Прохожие бросали на них подозрительные взгляды: две дамы, хоть и не богатые, но вполне опрятные на вид, в компании голодной попрошайки, благоговейно поглощающей бесплатную еду, невольно привлекали их внимание. Люди привыкли забавляться, глазея на себе подобных — на эшафоте, в клетке, на краю моста… — особенно когда причиной скуки становятся достаток и спокойствие. Даже чужое счастье веселит их меньше.

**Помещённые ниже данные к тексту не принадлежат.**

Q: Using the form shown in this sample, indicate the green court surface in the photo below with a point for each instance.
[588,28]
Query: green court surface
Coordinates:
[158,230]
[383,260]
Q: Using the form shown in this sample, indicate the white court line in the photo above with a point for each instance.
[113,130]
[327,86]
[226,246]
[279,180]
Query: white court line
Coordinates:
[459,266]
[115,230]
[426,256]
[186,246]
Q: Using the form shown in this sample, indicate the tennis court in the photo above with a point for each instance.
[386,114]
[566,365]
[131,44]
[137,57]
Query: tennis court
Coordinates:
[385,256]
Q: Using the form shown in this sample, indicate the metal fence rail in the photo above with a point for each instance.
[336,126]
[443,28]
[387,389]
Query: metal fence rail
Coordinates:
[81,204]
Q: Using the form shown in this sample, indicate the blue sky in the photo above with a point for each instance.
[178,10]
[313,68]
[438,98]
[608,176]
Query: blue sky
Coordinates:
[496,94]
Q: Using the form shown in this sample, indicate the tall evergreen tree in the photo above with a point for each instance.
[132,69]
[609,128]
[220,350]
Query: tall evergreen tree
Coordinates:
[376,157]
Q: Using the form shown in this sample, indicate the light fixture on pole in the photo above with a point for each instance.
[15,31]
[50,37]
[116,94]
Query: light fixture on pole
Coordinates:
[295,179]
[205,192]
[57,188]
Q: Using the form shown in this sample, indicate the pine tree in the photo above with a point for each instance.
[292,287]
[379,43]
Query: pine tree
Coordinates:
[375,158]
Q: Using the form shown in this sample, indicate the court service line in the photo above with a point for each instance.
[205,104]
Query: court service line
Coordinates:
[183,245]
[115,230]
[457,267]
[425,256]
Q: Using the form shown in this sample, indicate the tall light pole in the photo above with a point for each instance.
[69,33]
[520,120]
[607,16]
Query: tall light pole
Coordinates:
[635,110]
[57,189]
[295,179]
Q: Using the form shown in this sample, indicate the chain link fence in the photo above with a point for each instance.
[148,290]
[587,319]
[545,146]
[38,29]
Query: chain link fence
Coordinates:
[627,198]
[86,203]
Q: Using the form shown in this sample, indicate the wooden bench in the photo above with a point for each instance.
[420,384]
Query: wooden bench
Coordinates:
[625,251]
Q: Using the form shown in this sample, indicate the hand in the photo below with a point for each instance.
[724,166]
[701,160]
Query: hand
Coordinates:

Узенькая улочка вскоре осталась позади. На полутемной лестнице гостиницы, к счастью, не оказалось ни души. Нелли поспешно отперла дверь в комнату.

— Входите, здесь вы в безопасности, — позвала она Люси, видя, что та не двигается с места. — Ну что же вы?

Внизу послышались шаги и чьи-то голоса.

— Скорее, там кто-то идет!.. — заторопила ее Джоанна.

— Кто здесь живет? — встревоженно проговорила Люси, переступив порог. То были первые слова, которые она произнесла с того момента, как позволила увести себя. После скитаний под открытым небом ее страшило замкнутое тесное пространство незнакомого жилища.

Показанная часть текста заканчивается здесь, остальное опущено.